Fabian Prada Nino, Johns Hopkins University

In this thesis we extend signal processing techniques originally formulated in the context of image processing to techniques that can be applied to signals on arbitrary triangles meshes. We develop methods for the two most common representations of signals on triangle meshes: signals sampled at the vertices of a finely tessellated mesh, and signals mapped to a coarsely tessellated mesh through texture maps. Our first contribution is the combination of Lagrangian Integration and the Finite Elements Method in the formulation of two signal processing tasks: Shock Filters for texture and geometry sharpening, and Optical Flow for texture registration. Our second contribution is the formulation of Gradient-Domain processing within the texture atlas.

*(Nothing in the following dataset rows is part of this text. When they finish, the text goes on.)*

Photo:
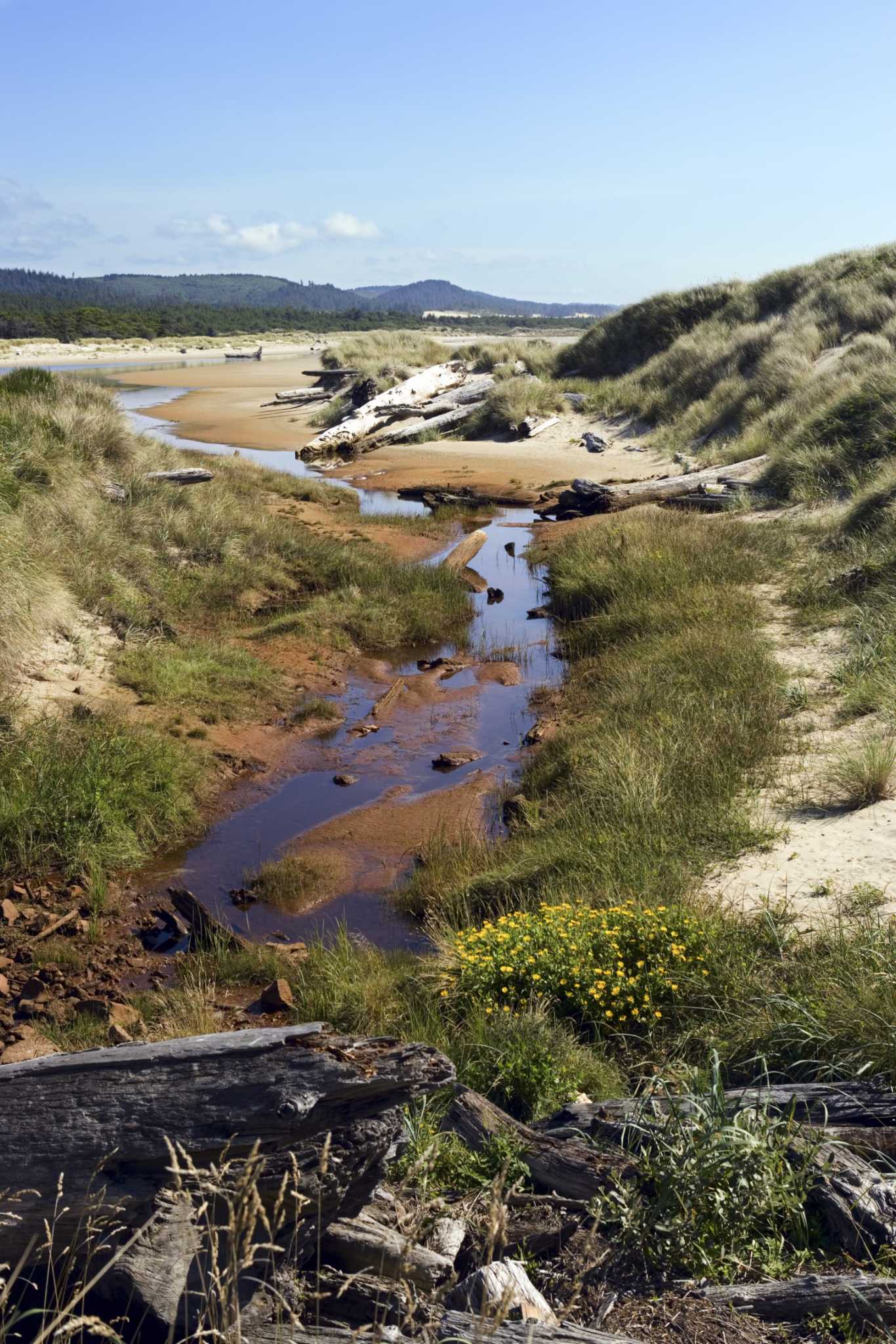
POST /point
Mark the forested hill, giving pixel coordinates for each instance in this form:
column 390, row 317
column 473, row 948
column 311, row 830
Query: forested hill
column 207, row 291
column 273, row 292
column 442, row 296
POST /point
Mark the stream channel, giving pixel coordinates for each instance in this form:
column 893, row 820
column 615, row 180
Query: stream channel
column 264, row 816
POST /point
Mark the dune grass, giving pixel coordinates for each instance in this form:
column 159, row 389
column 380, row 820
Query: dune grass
column 800, row 365
column 387, row 356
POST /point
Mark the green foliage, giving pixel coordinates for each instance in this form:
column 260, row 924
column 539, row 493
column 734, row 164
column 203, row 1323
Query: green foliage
column 198, row 675
column 609, row 968
column 88, row 793
column 715, row 1194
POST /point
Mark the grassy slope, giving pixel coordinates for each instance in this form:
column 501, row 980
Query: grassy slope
column 798, row 365
column 171, row 572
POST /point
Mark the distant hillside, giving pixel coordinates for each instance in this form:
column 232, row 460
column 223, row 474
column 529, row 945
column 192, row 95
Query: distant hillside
column 214, row 291
column 442, row 296
column 273, row 292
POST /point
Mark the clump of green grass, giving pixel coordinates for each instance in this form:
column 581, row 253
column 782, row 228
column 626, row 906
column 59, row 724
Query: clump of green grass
column 511, row 401
column 865, row 773
column 714, row 1192
column 289, row 883
column 87, row 795
column 198, row 675
column 387, row 356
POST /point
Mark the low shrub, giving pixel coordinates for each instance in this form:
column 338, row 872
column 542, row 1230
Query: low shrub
column 611, row 968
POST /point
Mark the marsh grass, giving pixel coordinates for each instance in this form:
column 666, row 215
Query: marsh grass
column 92, row 795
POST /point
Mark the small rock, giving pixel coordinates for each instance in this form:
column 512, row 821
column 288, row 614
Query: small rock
column 277, row 996
column 33, row 1047
column 452, row 760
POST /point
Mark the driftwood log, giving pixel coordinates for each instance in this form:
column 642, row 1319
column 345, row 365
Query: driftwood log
column 864, row 1299
column 473, row 1330
column 361, row 1245
column 465, row 550
column 587, row 497
column 375, row 413
column 561, row 1166
column 182, row 476
column 324, row 1110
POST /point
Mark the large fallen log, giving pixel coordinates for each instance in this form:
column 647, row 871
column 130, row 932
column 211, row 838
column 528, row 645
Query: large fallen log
column 473, row 391
column 325, row 1110
column 863, row 1299
column 589, row 497
column 465, row 550
column 419, row 387
column 472, row 1330
column 563, row 1167
column 407, row 433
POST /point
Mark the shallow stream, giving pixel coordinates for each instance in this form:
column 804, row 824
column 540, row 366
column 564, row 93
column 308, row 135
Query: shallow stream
column 265, row 816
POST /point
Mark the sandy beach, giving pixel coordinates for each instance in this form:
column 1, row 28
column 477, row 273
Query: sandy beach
column 225, row 405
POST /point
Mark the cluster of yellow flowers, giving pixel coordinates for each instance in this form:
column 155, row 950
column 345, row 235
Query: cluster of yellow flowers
column 614, row 967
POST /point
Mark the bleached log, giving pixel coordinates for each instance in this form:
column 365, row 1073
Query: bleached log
column 465, row 1328
column 409, row 432
column 465, row 550
column 501, row 1291
column 863, row 1299
column 361, row 1245
column 417, row 388
column 533, row 425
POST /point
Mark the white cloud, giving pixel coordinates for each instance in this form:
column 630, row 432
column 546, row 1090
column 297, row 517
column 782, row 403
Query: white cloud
column 340, row 225
column 270, row 238
column 33, row 228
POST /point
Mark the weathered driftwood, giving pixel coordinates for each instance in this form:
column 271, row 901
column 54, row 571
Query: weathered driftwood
column 533, row 425
column 203, row 927
column 406, row 433
column 101, row 1122
column 361, row 1245
column 465, row 550
column 857, row 1205
column 864, row 1299
column 500, row 1291
column 589, row 497
column 563, row 1167
column 388, row 699
column 182, row 476
column 472, row 1330
column 375, row 413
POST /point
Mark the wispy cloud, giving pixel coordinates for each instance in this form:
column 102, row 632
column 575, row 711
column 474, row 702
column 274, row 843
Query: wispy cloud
column 270, row 237
column 33, row 229
column 340, row 225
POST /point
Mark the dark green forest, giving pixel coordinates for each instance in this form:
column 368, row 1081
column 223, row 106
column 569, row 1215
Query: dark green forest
column 41, row 304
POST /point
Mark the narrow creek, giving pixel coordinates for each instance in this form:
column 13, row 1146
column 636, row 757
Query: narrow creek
column 469, row 709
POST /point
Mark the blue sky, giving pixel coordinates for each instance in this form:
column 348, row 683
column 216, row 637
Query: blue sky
column 565, row 151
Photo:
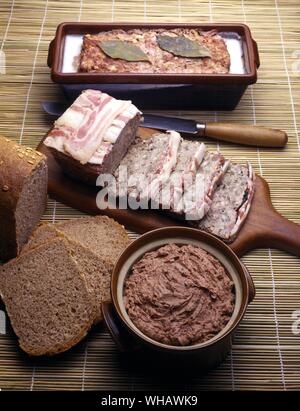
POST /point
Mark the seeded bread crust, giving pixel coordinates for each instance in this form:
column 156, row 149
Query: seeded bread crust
column 31, row 317
column 17, row 165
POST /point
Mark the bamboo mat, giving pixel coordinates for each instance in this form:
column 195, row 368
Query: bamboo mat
column 266, row 352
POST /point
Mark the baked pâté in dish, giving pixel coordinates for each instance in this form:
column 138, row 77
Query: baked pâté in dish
column 179, row 295
column 178, row 50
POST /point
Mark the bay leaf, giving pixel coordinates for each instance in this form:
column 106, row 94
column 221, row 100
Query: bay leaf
column 118, row 49
column 182, row 46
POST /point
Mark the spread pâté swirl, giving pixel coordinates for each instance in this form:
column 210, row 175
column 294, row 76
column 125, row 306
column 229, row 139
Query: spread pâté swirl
column 179, row 295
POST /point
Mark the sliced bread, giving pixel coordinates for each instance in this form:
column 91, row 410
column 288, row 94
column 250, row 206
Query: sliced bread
column 23, row 194
column 100, row 234
column 47, row 299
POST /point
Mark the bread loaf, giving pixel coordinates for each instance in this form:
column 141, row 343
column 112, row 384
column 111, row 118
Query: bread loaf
column 23, row 193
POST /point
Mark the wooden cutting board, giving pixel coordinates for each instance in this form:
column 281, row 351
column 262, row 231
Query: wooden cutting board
column 264, row 226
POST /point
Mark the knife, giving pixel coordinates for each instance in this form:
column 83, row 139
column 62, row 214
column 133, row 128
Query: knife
column 235, row 133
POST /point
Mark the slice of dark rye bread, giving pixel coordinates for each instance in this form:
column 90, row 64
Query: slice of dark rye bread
column 47, row 299
column 23, row 195
column 100, row 234
column 96, row 272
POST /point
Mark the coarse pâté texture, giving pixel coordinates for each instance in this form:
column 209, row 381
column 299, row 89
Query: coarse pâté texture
column 93, row 59
column 179, row 295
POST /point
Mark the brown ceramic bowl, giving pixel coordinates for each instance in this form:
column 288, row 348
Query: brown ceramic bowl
column 129, row 338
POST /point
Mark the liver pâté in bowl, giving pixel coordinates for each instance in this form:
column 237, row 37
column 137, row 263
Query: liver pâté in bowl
column 132, row 337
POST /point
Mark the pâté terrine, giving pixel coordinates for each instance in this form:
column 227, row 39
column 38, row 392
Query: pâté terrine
column 177, row 50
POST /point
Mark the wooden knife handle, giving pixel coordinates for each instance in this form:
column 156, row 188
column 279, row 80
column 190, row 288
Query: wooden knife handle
column 246, row 134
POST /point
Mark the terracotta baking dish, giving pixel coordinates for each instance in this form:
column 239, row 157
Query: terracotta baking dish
column 209, row 91
column 131, row 340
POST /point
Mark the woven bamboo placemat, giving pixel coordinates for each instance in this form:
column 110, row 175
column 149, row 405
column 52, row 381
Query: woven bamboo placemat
column 266, row 349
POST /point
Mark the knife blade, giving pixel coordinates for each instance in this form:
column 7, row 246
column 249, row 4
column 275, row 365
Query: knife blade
column 231, row 132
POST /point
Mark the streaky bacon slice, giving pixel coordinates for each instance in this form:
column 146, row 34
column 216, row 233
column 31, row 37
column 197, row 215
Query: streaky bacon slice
column 91, row 133
column 91, row 121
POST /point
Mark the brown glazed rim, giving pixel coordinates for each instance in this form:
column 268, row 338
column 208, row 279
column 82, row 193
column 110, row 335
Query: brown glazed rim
column 56, row 49
column 247, row 291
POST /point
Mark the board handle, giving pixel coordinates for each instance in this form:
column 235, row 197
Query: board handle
column 283, row 234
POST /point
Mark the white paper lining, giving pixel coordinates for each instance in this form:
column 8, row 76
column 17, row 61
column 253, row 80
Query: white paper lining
column 73, row 43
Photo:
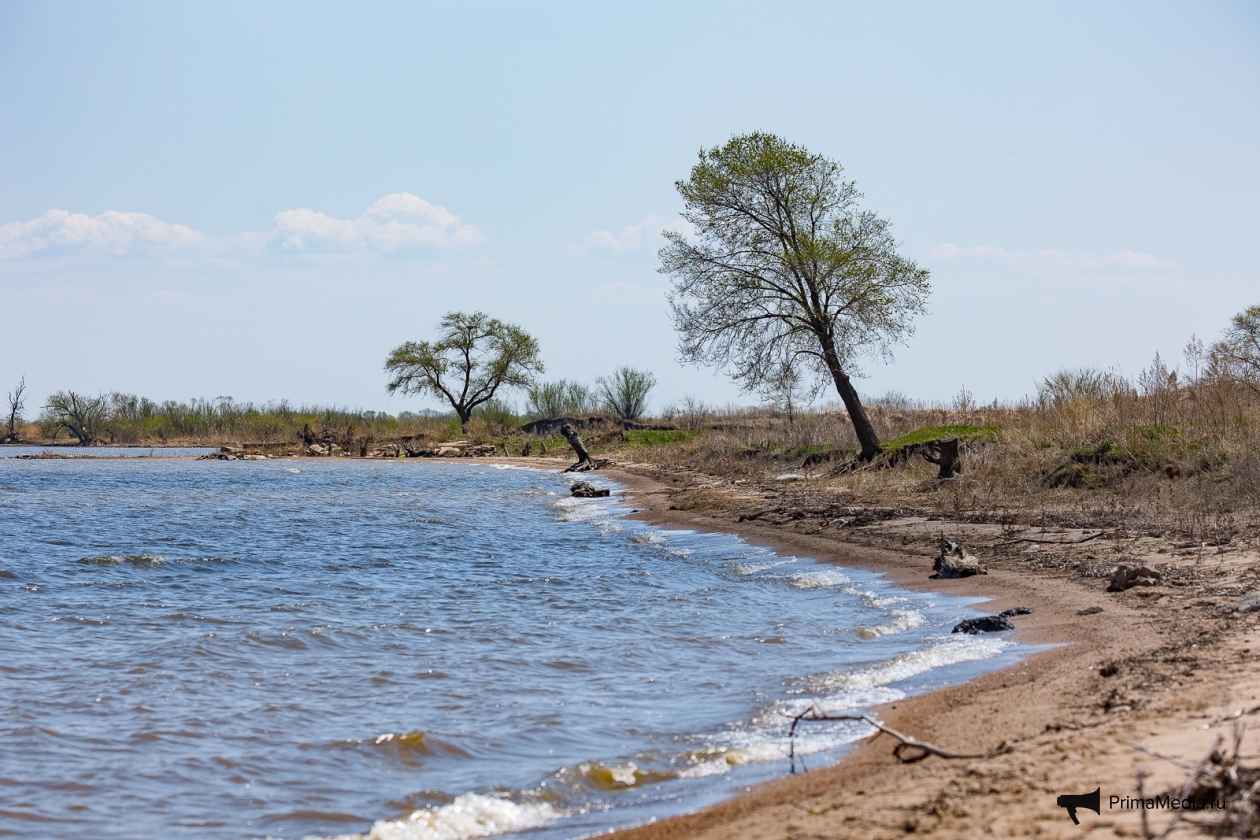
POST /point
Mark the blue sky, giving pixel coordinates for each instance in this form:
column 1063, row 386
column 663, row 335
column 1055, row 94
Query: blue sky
column 260, row 200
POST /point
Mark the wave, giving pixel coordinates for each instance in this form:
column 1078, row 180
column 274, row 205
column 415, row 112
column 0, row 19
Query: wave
column 469, row 816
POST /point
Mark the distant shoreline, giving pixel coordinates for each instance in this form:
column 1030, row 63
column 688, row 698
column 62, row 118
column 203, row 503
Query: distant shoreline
column 1161, row 666
column 1056, row 722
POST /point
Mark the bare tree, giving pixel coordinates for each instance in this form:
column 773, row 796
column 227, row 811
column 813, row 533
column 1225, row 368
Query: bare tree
column 82, row 416
column 473, row 358
column 17, row 402
column 785, row 387
column 784, row 268
column 626, row 391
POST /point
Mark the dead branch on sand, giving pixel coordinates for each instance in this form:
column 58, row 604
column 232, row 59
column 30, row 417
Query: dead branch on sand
column 906, row 741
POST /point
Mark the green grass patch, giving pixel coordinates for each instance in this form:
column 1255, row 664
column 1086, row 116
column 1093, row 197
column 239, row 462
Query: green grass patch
column 940, row 433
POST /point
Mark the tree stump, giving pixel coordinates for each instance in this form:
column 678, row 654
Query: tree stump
column 944, row 454
column 576, row 442
column 585, row 461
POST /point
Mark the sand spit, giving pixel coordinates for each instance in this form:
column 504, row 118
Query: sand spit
column 1169, row 668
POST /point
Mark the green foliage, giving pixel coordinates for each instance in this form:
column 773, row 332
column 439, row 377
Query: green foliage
column 1236, row 355
column 499, row 416
column 625, row 392
column 562, row 398
column 940, row 433
column 473, row 358
column 658, row 437
column 82, row 416
column 784, row 272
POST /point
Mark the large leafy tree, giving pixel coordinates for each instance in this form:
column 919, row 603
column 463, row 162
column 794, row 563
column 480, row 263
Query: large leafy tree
column 785, row 272
column 473, row 358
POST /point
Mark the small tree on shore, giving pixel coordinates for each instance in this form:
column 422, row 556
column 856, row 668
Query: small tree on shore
column 82, row 416
column 562, row 398
column 1237, row 354
column 625, row 392
column 473, row 358
column 17, row 403
column 785, row 270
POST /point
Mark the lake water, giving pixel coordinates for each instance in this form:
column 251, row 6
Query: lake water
column 411, row 651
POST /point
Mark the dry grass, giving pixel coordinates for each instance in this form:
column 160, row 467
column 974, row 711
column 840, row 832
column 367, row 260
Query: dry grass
column 1158, row 457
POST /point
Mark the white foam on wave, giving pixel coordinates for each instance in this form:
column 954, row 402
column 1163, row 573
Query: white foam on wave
column 752, row 568
column 820, row 578
column 950, row 651
column 901, row 621
column 471, row 815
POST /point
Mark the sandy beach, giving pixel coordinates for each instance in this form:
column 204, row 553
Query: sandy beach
column 1167, row 668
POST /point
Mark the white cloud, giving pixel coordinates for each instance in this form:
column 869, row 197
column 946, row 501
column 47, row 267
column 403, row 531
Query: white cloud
column 112, row 233
column 634, row 237
column 1130, row 260
column 395, row 224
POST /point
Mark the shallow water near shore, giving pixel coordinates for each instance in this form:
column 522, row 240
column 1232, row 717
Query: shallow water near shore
column 289, row 649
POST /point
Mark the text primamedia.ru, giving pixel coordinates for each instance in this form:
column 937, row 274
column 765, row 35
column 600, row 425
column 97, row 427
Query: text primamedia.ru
column 1164, row 804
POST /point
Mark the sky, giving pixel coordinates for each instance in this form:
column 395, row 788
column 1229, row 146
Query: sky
column 262, row 199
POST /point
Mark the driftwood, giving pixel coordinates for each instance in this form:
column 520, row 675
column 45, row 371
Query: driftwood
column 954, row 562
column 587, row 490
column 924, row 748
column 585, row 462
column 943, row 454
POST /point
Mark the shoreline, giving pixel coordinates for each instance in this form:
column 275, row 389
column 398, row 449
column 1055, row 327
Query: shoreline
column 1168, row 669
column 1053, row 722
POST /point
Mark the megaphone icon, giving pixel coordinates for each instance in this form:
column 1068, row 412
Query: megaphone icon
column 1072, row 801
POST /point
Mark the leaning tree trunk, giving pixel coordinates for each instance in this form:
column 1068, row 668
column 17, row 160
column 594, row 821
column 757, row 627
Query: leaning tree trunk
column 576, row 442
column 867, row 437
column 945, row 455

We define a function space that handles chart discontinuities, and linear operators that capture the metric distortion introduced by the parameterization. Our third contribution is the construction of a spatiotemporal atlas parameterization for evolving meshes. Our method introduces localized remeshing operations and a compact parameterization that improves geometry and texture video compression. We show temporally coherent signal processing using partial correspondences.

Speaker Biography

Fabian Prada is a PhD candidate advised by Professor Michael Kazhdan. His main areas of research are Geometry Processing and Geometric Modeling . His research interests spans Computer Graphics, Computer Vision and Scientific Visualization.. Fabian was intern at Microsoft Research in the summers of 2015 and 2016 working on tracking and parameterization of dynamic meshes. Before joining the PhD program, Fabian got a master degree in Mathematics from IMPA (Brazil), and a bachelor degree in Mathematics from Universidad de los Andes (Colombia).